TROUTMAN - Murdock Farms is the latest local farm to consider setting up a Community Supported Agriculture (CSA) program for its customers.

Co-operator Melissa Suggs put out a feeler on Facebook this week to gauge interest in a meat CSA.

“I know why my family and I chose to do a vegetable CSA,” she said. “The food tastes better when it is locally grown. As a producer, I was interested in ways we could market to the people who are interested in buying the product we are providing.”

Community Supported Agriculture, more commonly called a CSA, is a locally controlled form of agriculture distribution where consumers contract with farmers for a share of their crops.

In the coming weeks, Suggs plans to discuss the option with her husband, Graham, and brother, Doug Haneline, to see if contracting with other farmers to sell their grass-fed beef is a viable option.

 “You have to have a lot of faith in your farmer that they know what they doing,” she said.

Most CSAs require customers to pay up-front for their produce. While some, like Farm 430, work independently, others opt to work with several farms in North Carolina.

Mills Family Farms in Mooresville, for example, has been working with Calahaln Farm in Mocksville in a CSA.

Mills Family Farm co-owner Nicole Mills said people sign up at the beginning of the growing season. Based on the amount of people who sign up, the farmers pay for seeds and other items on the farm.

“Everything we’ve done on the farm has been at the customers’ request,” she said. “We had several customers say it would be great to get produce.”

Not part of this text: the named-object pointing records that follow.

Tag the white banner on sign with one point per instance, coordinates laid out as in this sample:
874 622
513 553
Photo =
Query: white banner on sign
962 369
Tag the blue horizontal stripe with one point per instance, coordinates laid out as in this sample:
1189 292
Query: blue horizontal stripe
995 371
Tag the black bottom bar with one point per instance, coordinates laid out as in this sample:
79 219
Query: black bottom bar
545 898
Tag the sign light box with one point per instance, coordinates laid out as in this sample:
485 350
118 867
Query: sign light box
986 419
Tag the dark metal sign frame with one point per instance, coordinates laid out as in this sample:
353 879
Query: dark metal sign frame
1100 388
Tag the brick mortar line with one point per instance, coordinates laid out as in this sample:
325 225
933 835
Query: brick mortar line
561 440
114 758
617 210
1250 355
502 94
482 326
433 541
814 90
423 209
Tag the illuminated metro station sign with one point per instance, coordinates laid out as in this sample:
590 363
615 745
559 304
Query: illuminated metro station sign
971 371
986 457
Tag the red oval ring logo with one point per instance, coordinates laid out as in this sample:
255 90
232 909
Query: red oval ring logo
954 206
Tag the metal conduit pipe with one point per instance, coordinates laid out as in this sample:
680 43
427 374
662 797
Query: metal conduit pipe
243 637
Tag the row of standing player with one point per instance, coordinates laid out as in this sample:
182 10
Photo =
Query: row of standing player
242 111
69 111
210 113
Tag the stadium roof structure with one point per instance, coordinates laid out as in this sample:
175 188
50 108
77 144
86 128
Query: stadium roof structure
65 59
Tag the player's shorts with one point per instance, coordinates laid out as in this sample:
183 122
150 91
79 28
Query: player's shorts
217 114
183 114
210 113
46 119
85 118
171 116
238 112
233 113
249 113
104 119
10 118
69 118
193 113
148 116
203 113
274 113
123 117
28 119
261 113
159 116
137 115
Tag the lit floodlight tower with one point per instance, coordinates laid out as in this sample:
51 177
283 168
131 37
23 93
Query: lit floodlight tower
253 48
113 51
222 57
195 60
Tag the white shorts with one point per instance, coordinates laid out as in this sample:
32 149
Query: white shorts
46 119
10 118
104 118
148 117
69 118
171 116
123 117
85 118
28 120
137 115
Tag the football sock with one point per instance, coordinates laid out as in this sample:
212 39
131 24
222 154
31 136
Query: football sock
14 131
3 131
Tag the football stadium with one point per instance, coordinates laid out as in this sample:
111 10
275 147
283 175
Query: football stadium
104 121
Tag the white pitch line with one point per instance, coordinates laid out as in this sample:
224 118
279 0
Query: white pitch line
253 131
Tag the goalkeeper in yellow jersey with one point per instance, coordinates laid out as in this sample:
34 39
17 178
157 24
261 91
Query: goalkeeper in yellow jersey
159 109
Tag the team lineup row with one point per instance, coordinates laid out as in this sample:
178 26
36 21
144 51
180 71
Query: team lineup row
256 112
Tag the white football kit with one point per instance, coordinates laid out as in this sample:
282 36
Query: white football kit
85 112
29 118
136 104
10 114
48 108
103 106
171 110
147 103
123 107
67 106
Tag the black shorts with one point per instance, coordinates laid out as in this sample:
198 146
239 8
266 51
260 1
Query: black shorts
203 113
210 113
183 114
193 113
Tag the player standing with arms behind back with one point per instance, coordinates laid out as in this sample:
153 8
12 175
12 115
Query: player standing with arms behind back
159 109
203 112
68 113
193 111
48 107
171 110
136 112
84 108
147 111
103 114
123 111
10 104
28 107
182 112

The CSA currently has 32 customers who pick up their items each Saturday.

In addition to the produce, customers can also purchase some dairy items and meat, Mills said. In many ways, it is a one-stop shop, she said.

It is better economically for the farm, said Kim Anderson with Calahaln Farm. Unlike a Farmers’ market, where you aren’t guaranteed customers, a CSA provides a steady stream of customers.

This can also be tricky, she said, because you are promising to grow a list of crops, which depends on certain types of weather.

“I think people understand that,” she said.

A sense of community has developed among the patrons, who enjoy being able to ask the farmer directly about how the food is grown.

“People have been very pleased with what they’ve gotten this year” Mills said. “People get to know each other. They start talking about what recipes work and what didn’t work.”

Farm 430 co-owner Allison Stroud said the start of her home-delivery produce began through word of mouth.

It is a healthier option, and gives people produce that they wouldn’t regularly pick for themselves, she said.

Stroud said they usually offer enough produce for two to three people to have four to five servings.

People are thinking more about how what they eat impacts their health, she said. Many of the options at grocery stores aren’t the healthiest, she added.

Since the vegetables have been picked within one to two days of being delivered and local farmers use less pesticides and fertilizers, it can be a more healthful option, Stroud said.

“It makes a tremendous difference,” she said. “We are creating a local economy. That is so important.”